When I thought about my deepest pain, there’s no question it’s when I left my 2 sons for 2 years and drowned myself in tequila. The issue with this deepest pain being my greatest gift and where I found the fight was in the fact that it hurt my sons. How in the “f” could my deepest pain, that hurt my 2 sons, the 2 people I love more than anyone on this planet, become my greatest gift? No. No. No. I must always pay for what I did. It was horrible. It was emotional trauma I INFLICTED ON MY SONS. They did nothing to deserve that.
Once again, my weary heart was wrenched and the pain began crushing my chest.
The truth living in “my deepest pain becoming my greatest gift” sat there in my mind.
That’s when the fog started to lift and I saw something clear for the first time.
It doesn’t matter that I came home and have been here for a little more than 11 years. It doesn’t matter how many times I say I am sorry, whether they have or have not forgiven me is out of my control. It is completely up to them.
That… how to digest that. How to accept that. And, why does that hurt to the core of my being?

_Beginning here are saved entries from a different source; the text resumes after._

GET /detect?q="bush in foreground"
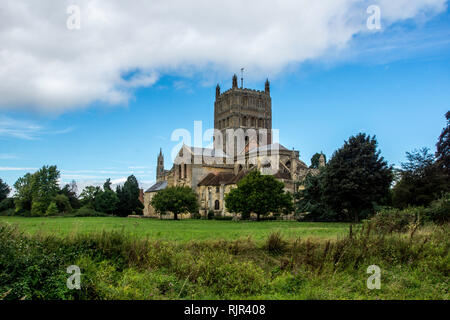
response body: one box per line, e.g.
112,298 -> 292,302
370,207 -> 419,233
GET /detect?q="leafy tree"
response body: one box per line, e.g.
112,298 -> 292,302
103,178 -> 112,191
436,111 -> 450,173
393,148 -> 449,208
224,185 -> 251,220
310,152 -> 326,169
32,166 -> 60,214
116,175 -> 144,216
150,186 -> 199,220
60,180 -> 80,209
321,134 -> 393,222
13,173 -> 34,213
31,201 -> 47,217
225,171 -> 293,221
45,202 -> 59,216
299,134 -> 393,222
94,189 -> 119,215
296,172 -> 336,221
80,186 -> 101,208
0,179 -> 10,202
53,194 -> 72,214
14,166 -> 60,216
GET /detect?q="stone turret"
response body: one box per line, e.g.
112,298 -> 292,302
156,148 -> 165,182
291,149 -> 298,179
265,78 -> 270,94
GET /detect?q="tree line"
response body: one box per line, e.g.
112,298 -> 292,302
1,111 -> 448,222
0,168 -> 143,217
297,111 -> 449,222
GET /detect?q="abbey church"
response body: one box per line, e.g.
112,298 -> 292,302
143,75 -> 324,217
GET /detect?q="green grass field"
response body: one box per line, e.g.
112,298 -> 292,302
0,216 -> 351,242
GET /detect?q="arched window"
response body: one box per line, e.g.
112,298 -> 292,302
214,200 -> 220,210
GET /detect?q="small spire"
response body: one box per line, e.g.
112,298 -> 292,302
216,84 -> 220,98
265,78 -> 270,94
232,74 -> 238,89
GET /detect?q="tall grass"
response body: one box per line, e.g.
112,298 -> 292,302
0,221 -> 448,300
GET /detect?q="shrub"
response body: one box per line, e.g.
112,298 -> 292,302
0,223 -> 73,300
0,208 -> 15,216
207,210 -> 214,220
0,198 -> 15,212
424,193 -> 450,224
191,212 -> 202,219
259,216 -> 277,221
73,206 -> 108,217
370,207 -> 417,233
213,215 -> 233,221
12,209 -> 31,217
53,194 -> 72,214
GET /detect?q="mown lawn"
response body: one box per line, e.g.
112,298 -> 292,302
0,216 -> 351,242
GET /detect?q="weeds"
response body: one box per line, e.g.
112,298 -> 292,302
264,232 -> 287,255
0,221 -> 448,300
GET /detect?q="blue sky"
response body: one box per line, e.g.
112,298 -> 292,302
0,1 -> 449,192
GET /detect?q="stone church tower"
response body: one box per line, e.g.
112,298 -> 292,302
144,75 -> 316,218
156,148 -> 164,182
214,75 -> 272,153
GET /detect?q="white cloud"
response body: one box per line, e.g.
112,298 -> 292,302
0,115 -> 74,140
0,116 -> 43,140
0,167 -> 37,171
0,154 -> 19,160
0,0 -> 446,113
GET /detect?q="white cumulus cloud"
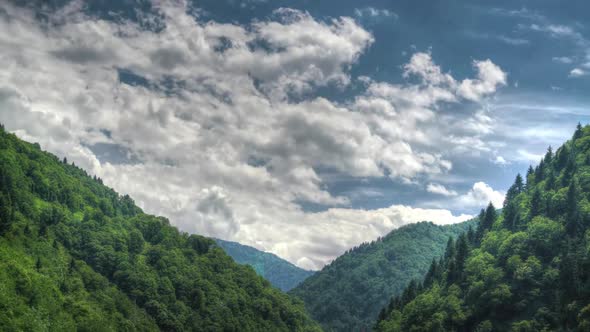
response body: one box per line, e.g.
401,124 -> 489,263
0,2 -> 504,269
427,183 -> 458,196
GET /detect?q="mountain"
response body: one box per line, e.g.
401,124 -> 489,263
215,239 -> 315,292
376,124 -> 590,331
290,219 -> 475,331
0,125 -> 320,331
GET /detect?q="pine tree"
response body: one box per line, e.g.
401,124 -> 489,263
530,189 -> 542,218
467,225 -> 475,244
545,146 -> 553,165
503,201 -> 517,230
526,165 -> 535,188
566,178 -> 581,236
454,234 -> 468,282
535,159 -> 545,182
0,192 -> 12,234
546,170 -> 556,191
504,174 -> 524,207
424,259 -> 438,288
556,145 -> 570,171
563,156 -> 576,186
474,202 -> 497,241
401,280 -> 418,305
573,122 -> 583,140
444,237 -> 456,262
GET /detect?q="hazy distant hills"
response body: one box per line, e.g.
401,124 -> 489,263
215,239 -> 315,291
290,220 -> 475,331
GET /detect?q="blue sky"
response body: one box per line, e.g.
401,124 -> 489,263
191,0 -> 590,212
1,0 -> 589,269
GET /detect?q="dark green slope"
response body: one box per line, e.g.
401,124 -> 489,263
290,220 -> 475,331
376,124 -> 590,331
215,239 -> 315,291
0,125 -> 320,331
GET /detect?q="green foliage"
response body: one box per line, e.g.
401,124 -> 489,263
215,239 -> 315,292
290,220 -> 474,331
0,129 -> 320,331
376,124 -> 590,331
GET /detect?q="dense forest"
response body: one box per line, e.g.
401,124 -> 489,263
376,124 -> 590,331
290,220 -> 474,331
215,239 -> 315,292
0,125 -> 320,331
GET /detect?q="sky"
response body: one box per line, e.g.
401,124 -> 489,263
1,0 -> 590,270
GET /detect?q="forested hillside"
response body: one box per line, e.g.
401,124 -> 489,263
215,239 -> 315,291
376,124 -> 590,331
0,125 -> 320,331
290,220 -> 474,331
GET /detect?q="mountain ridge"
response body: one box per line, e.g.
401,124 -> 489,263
0,126 -> 321,331
215,238 -> 315,291
376,124 -> 590,331
290,219 -> 475,331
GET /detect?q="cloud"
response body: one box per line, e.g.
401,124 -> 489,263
0,2 -> 503,269
553,56 -> 574,64
529,23 -> 580,39
497,36 -> 529,45
457,60 -> 507,101
488,7 -> 544,21
457,181 -> 505,208
493,156 -> 509,165
354,7 -> 397,19
569,68 -> 587,77
517,149 -> 545,163
261,204 -> 471,269
427,183 -> 458,196
465,31 -> 529,46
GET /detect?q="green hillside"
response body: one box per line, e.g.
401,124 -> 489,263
0,125 -> 320,331
376,124 -> 590,331
290,219 -> 474,331
215,239 -> 315,292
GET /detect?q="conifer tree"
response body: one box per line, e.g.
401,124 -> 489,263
545,146 -> 553,164
444,237 -> 456,262
566,178 -> 581,236
526,165 -> 535,188
530,189 -> 542,218
574,122 -> 583,140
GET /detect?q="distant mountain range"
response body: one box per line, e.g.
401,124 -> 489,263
215,239 -> 315,291
290,220 -> 475,331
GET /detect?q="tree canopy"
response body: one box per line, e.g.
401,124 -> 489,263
376,124 -> 590,331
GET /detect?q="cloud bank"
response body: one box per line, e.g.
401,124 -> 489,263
0,1 -> 506,269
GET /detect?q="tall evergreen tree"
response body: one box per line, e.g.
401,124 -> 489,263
535,159 -> 545,182
546,170 -> 556,191
530,189 -> 543,218
482,203 -> 496,232
574,122 -> 583,140
0,192 -> 12,234
504,174 -> 523,207
544,146 -> 553,165
444,237 -> 456,262
526,165 -> 535,188
454,234 -> 468,281
401,280 -> 418,305
566,178 -> 581,236
556,145 -> 570,171
423,259 -> 438,288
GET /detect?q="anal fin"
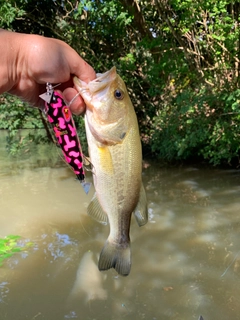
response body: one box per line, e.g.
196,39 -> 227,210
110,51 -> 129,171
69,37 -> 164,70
133,183 -> 148,227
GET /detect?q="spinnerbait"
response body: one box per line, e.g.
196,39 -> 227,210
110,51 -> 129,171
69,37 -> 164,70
39,83 -> 91,194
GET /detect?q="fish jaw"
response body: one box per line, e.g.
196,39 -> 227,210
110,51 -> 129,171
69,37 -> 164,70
73,67 -> 117,115
74,67 -> 117,95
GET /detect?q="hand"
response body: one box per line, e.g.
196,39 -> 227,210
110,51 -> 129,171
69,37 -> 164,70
0,30 -> 96,114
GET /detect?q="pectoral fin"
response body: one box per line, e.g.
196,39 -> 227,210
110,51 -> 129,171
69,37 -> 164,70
97,145 -> 114,174
133,183 -> 148,227
87,193 -> 108,225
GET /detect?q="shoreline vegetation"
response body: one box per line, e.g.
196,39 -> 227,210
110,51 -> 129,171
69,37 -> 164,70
0,0 -> 239,167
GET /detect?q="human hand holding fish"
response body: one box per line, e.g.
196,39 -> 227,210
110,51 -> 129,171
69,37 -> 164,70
0,29 -> 96,114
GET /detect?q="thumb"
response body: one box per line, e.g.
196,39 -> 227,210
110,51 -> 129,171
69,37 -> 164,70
63,44 -> 96,83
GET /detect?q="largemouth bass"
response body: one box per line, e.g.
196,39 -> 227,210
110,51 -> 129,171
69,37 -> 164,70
74,67 -> 148,276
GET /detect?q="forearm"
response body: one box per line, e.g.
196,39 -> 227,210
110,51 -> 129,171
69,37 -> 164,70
0,29 -> 22,94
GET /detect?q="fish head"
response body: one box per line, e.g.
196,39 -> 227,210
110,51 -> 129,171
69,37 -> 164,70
74,67 -> 133,144
74,67 -> 129,124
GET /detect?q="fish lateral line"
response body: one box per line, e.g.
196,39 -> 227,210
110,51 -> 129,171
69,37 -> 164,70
39,83 -> 91,194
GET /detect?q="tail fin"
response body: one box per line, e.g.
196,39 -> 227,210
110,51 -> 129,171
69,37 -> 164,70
98,240 -> 131,276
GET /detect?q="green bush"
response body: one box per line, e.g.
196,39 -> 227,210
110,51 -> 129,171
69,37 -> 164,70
0,0 -> 240,166
151,88 -> 240,165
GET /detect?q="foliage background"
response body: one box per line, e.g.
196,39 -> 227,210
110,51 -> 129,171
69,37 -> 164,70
0,0 -> 239,166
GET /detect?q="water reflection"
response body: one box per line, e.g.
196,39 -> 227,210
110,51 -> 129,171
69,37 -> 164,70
0,281 -> 9,303
0,131 -> 240,319
69,250 -> 107,302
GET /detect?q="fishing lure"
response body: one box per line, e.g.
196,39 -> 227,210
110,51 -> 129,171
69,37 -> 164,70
39,83 -> 91,194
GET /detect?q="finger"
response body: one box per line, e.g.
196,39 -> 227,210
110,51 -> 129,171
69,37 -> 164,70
73,59 -> 96,83
63,87 -> 86,115
62,45 -> 96,83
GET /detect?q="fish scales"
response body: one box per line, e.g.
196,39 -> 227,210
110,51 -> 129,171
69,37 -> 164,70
74,67 -> 148,276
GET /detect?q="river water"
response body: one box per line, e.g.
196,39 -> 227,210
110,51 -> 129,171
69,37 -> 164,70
0,130 -> 240,320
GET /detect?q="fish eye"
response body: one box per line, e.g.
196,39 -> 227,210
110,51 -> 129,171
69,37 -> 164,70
114,89 -> 124,100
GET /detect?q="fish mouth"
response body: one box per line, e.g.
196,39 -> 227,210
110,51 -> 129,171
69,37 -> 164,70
88,66 -> 117,94
95,66 -> 117,84
74,67 -> 117,94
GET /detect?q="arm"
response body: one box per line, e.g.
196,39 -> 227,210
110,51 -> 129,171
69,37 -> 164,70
0,29 -> 95,114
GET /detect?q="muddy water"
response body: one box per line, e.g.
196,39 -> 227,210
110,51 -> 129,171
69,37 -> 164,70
0,131 -> 240,320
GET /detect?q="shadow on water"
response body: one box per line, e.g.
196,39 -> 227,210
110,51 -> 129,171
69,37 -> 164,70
0,131 -> 240,319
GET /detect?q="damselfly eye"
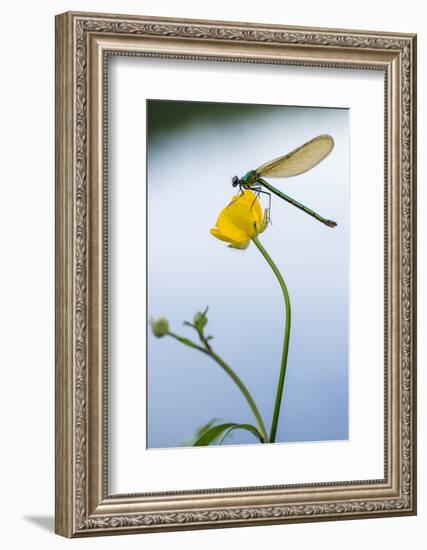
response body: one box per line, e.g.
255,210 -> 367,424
232,176 -> 239,187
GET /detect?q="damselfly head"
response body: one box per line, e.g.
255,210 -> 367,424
231,176 -> 240,188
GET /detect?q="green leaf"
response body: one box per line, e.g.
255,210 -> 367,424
181,419 -> 220,446
218,424 -> 264,444
193,423 -> 237,446
195,418 -> 219,439
193,422 -> 264,446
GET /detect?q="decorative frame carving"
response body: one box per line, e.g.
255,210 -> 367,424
55,11 -> 417,537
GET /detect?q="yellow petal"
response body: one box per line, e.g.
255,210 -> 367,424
236,189 -> 256,206
217,201 -> 254,236
229,240 -> 250,250
209,227 -> 249,248
236,190 -> 263,226
250,194 -> 263,226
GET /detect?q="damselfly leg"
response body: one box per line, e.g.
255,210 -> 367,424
250,186 -> 272,224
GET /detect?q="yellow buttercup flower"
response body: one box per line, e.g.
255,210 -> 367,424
210,190 -> 268,249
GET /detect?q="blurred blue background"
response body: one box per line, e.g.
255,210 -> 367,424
147,100 -> 349,448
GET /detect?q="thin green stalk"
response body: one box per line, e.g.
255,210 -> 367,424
168,331 -> 268,442
252,235 -> 291,443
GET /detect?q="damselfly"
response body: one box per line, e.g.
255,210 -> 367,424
231,134 -> 337,228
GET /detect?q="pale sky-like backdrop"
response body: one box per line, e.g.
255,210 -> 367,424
147,100 -> 349,448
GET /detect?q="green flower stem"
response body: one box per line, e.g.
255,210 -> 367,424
168,331 -> 268,442
252,235 -> 291,443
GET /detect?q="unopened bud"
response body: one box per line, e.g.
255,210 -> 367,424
151,318 -> 169,338
193,310 -> 208,329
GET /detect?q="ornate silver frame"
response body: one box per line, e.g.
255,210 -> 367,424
55,11 -> 417,537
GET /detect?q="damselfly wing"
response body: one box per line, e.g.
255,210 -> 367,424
256,134 -> 334,178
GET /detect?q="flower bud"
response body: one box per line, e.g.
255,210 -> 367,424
151,318 -> 169,338
193,310 -> 208,330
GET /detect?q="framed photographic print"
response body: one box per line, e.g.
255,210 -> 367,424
55,11 -> 417,537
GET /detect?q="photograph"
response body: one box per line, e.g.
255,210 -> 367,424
147,99 -> 349,449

It’s because I know the love I have for my sons. I know that I’m in their corner for them regardless of what they do or do not do. I know that I have their back, period. But, none of that takes away from their mom leaving them, abandoning them at 14 and 10 years old.
This is the truth I have to accept.
Immediately the decision in my face to either continue to live in a pseudo “I’m ok mode” which is really living in the pit of guilt for my actions, or to actually do the work I need to do to forgive myself and get out of this miserably comfortable pit I’ve made my nest.
I don’t know how my deepest pain will become my greatest gift. I may feel the truth in it, but I can’t see how and have no idea what it will look like. What I do know is I have to go on this journey starting now.